Saiba como acompanhar o andamento do seu pedido de benefício no INSS. Imagem: Melhor Idade
Como acompanhar o andamento do seu pedido
Mesmo com a melhora no ritmo de análise, o volume de solicitações ainda é alto. Por isso, acompanhar o andamento do pedido e manter a documentação em ordem é fundamental para não atrasar a concessão do benefício. Veja como fazer isso:
Meu INSS (aplicativo ou site meu.inss.gov.br): acesse com login da conta gov.br e consulte a situação do pedido na aba “Minhas Solicitações”
Central 135: telefone gratuito do INSS para informações sobre benefícios
Mantenha os documentos atualizados: documentação incompleta é uma das principais causas de atraso na análise
Atualize seus dados cadastrais: dados incorretos ou desatualizados podem travar o processo, mesmo que a documentação esteja completa
Se o prazo de 30 dias (prorrogável por mais 30) for ultrapassado sem resposta, o cidadão pode formalizar uma reclamação pela Ouvidoria do INSS ou buscar orientação jurídica para cobrar a análise do pedido.
O que ainda pode atrasar o seu benefício
A redução da fila é uma boa notícia, mas não garante automaticamente que todos os pedidos serão analisados mais rápido. Alguns fatores continuam influenciando o tempo de espera individual:
Tipo de benefício: aposentadorias tendem a ter análise mais demorada do que outros pedidos.
Perícia médica: pedidos que exigem avaliação do perito têm prazo adicional para agendamento e realização.

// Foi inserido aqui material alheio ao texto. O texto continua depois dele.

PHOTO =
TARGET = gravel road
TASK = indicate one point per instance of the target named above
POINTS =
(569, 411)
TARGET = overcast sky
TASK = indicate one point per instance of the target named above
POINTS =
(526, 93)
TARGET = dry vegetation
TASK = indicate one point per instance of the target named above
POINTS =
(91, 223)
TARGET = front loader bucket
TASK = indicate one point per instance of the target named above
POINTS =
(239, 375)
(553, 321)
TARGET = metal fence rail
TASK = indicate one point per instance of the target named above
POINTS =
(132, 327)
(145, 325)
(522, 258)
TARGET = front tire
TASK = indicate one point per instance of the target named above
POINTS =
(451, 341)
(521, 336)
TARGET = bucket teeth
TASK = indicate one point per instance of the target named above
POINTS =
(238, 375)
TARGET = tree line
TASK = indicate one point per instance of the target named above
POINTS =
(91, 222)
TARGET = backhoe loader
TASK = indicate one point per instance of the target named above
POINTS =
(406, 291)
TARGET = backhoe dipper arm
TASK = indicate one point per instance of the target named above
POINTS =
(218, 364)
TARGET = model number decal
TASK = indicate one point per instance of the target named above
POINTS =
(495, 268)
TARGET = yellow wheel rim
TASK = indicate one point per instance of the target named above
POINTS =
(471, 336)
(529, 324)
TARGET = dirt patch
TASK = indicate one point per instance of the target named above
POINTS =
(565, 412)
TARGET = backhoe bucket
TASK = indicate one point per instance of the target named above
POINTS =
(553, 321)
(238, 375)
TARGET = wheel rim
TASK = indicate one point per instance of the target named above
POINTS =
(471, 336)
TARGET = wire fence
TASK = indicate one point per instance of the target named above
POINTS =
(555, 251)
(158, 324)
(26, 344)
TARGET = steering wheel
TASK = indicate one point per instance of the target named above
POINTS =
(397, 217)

Documentação incompleta: o processo fica suspenso até que todos os documentos necessários sejam entregues.
Volume regional: algumas regiões ainda têm mais pedidos do que outras, o que pode influenciar o prazo mesmo com a nacionalização da fila.

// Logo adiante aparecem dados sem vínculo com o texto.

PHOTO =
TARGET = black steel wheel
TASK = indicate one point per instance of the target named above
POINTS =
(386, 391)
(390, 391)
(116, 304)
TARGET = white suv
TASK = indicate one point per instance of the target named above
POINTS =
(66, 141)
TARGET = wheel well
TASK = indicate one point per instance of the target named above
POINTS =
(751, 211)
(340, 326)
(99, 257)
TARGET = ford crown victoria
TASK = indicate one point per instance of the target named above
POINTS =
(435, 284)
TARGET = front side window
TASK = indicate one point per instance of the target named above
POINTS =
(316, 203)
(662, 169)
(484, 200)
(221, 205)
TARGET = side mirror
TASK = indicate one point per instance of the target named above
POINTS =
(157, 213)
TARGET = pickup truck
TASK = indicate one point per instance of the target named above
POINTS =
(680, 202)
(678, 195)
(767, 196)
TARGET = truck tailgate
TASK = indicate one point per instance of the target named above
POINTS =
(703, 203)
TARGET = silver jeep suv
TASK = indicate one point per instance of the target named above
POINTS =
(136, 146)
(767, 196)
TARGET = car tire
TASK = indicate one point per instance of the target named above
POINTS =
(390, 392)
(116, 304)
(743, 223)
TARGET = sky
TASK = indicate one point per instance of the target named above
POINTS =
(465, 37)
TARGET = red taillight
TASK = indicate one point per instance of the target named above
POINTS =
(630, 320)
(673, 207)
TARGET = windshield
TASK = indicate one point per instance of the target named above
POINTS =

Assista ao vídeo abaixo e descubra como um erro simples pode custar o seu benefício:
A tendência é de melhora gradual ao longo dos próximos meses, à medida que as medidas adotadas pelo INSS continuem produzindo efeito. Para quem ainda não deu entrada no benefício, o momento é ideal para organizar a documentação e iniciar o processo.